I haven't written in a while. School has me in a corner. A corner of unhappiness. Extreme unhappiness. That's all I'm going to say about that, except that I'm sick of multiple weekly tests, papers, presentations, case studies abounding, and random homework assignments to fill in all the spaces of time we don't have when we've rarely had homework up to this point. This last month was poorly planned amongst my professors, and I haven't a drop of motivation left in me.
On that happy note, I finished my blook bank presentation today, have a paper due tomorrow, 2 tests the next day and then I have no more classes. Sure, I have 3 finals the week next, but I don't work any of the days working up to it, so I'm pretty psyched. I think I'm going to do my paper on porphyrias (the disease that helped bring about myths of vampires and wherewolves), and I've already researched to the point where I don't think it will be too difficult, once I force myself to bust it out, which I will do at work tonight. I haven't quite decided what I'm going to do about my tests on Wednesday, but I take comfort in the knowledge that if I can just manage to not fail, I won't have another damn class till at next November. If I do fail, I won't have to take any tests/classes until a much longer time period, but that is not the preferable option as I would be retaking classes...and if I have no motivation now, I sure as well won't have any more next year.
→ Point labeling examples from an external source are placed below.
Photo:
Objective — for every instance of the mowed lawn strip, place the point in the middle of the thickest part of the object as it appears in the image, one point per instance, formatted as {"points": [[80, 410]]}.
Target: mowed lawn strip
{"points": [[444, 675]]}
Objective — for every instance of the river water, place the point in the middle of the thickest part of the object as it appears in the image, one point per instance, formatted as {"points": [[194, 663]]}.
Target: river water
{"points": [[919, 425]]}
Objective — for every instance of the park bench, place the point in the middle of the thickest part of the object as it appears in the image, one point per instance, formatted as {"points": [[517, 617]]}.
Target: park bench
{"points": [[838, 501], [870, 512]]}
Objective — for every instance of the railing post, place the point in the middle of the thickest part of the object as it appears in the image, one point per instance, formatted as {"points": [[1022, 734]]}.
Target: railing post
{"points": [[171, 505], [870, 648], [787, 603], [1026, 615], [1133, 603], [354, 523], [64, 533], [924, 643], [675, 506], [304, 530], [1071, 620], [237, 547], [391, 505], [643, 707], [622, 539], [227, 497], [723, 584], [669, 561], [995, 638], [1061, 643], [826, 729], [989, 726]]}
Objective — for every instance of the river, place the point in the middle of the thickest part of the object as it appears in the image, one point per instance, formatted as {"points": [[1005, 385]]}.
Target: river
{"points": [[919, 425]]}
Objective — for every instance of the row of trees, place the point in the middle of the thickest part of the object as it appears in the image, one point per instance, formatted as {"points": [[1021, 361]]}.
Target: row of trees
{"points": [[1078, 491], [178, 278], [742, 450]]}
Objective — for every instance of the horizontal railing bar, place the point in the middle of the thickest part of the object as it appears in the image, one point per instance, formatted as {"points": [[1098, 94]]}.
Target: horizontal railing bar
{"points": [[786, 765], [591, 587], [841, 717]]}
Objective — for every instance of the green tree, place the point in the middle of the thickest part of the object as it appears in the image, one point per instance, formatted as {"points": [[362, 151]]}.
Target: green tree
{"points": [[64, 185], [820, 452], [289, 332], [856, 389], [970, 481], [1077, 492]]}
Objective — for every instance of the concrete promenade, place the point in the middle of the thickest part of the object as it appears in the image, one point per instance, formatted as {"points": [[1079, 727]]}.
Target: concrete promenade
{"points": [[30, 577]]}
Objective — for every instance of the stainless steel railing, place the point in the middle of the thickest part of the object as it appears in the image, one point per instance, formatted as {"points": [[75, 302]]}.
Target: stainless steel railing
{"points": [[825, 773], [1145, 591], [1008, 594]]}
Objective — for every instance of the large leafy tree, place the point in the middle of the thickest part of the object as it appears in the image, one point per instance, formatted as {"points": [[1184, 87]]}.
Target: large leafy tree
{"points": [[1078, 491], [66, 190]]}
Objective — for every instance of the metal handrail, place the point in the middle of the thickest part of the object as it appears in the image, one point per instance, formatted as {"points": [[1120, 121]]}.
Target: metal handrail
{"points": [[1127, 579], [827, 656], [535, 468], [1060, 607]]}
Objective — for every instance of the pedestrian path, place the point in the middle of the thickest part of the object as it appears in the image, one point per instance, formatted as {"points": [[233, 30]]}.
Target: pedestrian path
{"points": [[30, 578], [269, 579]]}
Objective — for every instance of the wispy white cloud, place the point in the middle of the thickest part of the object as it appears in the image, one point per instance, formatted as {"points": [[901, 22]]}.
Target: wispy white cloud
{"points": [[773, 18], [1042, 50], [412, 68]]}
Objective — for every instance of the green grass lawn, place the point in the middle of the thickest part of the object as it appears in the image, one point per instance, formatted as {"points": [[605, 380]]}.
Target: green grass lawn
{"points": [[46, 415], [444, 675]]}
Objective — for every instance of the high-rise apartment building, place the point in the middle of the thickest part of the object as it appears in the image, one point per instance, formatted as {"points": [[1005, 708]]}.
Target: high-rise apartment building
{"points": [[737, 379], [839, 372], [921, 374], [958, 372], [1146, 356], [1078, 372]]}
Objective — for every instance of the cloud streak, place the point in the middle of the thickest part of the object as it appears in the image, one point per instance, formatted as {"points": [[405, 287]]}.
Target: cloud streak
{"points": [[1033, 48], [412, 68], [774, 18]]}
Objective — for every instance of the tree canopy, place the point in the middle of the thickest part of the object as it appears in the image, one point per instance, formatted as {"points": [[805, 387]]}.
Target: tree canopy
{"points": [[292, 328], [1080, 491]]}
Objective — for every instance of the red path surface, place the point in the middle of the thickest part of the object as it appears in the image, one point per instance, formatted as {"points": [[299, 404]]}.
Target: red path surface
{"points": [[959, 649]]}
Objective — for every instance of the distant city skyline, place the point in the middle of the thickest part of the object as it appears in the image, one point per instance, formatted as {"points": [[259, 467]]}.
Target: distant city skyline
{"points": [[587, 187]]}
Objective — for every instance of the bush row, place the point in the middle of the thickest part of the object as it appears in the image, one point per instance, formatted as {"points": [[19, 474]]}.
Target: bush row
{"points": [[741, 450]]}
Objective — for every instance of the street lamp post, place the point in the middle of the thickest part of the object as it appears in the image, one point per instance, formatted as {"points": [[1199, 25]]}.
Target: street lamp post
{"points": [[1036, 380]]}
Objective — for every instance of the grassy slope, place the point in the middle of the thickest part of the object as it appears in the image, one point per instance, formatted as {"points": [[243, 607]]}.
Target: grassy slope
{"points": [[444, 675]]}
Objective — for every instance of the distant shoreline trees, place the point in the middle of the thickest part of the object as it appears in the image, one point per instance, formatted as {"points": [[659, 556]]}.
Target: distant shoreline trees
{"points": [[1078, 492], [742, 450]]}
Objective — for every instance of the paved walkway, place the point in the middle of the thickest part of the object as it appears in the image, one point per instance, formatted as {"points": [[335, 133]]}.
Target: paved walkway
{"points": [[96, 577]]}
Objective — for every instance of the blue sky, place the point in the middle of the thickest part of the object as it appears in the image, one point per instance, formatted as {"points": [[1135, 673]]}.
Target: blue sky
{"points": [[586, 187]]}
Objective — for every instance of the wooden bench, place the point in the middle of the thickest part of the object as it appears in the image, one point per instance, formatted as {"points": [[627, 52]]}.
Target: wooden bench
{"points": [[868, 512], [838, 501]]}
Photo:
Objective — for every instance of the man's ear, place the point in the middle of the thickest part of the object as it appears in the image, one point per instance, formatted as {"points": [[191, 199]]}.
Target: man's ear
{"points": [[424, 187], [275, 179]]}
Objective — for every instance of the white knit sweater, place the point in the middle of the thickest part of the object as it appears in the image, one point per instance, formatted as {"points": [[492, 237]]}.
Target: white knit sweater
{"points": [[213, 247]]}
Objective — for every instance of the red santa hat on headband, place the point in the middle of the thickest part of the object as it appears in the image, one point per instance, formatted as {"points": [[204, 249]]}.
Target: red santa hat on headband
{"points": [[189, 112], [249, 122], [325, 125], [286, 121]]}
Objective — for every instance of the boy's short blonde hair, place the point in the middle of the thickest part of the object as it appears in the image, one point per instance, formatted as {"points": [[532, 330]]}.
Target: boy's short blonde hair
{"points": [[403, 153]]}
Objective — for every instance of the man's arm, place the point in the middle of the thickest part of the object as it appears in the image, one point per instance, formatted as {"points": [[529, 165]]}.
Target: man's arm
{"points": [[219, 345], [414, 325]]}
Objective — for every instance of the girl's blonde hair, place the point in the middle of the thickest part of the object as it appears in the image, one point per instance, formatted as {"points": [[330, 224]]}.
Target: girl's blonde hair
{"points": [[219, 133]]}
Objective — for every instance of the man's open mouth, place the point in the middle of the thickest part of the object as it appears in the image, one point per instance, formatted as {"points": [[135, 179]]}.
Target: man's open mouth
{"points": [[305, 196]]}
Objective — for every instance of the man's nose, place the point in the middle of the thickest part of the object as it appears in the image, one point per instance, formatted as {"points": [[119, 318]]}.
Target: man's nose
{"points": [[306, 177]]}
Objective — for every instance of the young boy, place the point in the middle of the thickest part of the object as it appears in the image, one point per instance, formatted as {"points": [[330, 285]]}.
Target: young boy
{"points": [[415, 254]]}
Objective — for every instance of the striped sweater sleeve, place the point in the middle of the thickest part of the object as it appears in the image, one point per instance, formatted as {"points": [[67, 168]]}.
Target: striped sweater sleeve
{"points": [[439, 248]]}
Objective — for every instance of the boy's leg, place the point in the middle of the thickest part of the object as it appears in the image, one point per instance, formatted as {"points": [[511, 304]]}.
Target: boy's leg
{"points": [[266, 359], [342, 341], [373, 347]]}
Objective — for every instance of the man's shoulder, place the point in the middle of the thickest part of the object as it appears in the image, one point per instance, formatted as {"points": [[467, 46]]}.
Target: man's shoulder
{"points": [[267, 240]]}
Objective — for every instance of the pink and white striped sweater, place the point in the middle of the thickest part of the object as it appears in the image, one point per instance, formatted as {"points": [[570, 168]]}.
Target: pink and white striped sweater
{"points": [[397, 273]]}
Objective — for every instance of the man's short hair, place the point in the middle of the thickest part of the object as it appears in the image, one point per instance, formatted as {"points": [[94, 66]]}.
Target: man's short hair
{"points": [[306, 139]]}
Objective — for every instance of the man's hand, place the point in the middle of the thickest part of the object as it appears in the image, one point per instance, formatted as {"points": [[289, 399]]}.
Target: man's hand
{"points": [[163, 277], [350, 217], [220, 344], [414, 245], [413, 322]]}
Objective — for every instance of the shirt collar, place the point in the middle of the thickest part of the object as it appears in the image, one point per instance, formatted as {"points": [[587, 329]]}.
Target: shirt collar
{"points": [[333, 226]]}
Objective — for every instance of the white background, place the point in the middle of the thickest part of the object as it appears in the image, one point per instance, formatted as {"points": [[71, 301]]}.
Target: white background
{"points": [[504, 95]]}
Likely I'll quit school and join the circus. This has been my plan for some time (almost as long as I've been attending college), but I have yet to find and perfect a skill that would make me desireable to the circus. I can't juggle, I like heights but my legs always shake even when I'm not at all scared, and clowns are a diabolical invention. I suppose I could take hromones and grow a mustache and beard, but I think it would be itchy, and I don't think the circus likes to expose the freaks as they once did. I know the circus sometimes gets a bad wrap for the exposition of animals and subsequent cruelty, but after reading the Life of Pi, I think maybe it might be not be so bad after all, perhaps. If the trainer makes himself the top dog to a bunch of lions, and they think he's the top lion because in the wild a real lion would be in his place and they would instinctively be stepping down and subjecting themselves to him...who are we to say it isn't just as good as how it happens in nature, especialy if the animal doesn't know any different? Dogs have been made to believe they're human, and I learned on a podcast not to long ago that there do exist retirement homes for retired show biz chimps, and they can watch tv whenever they want. Just a thought, and I'm probably wrong, but if I'm going to work for the circus I must tell myself these things.

1 comment:
I love that you read that book. I still haven't finished it. I've been a bit lazy with my reading. And it definitely made me feel better about the zoo animals.
Hope your tests go well and I can't wait to see you this weekend.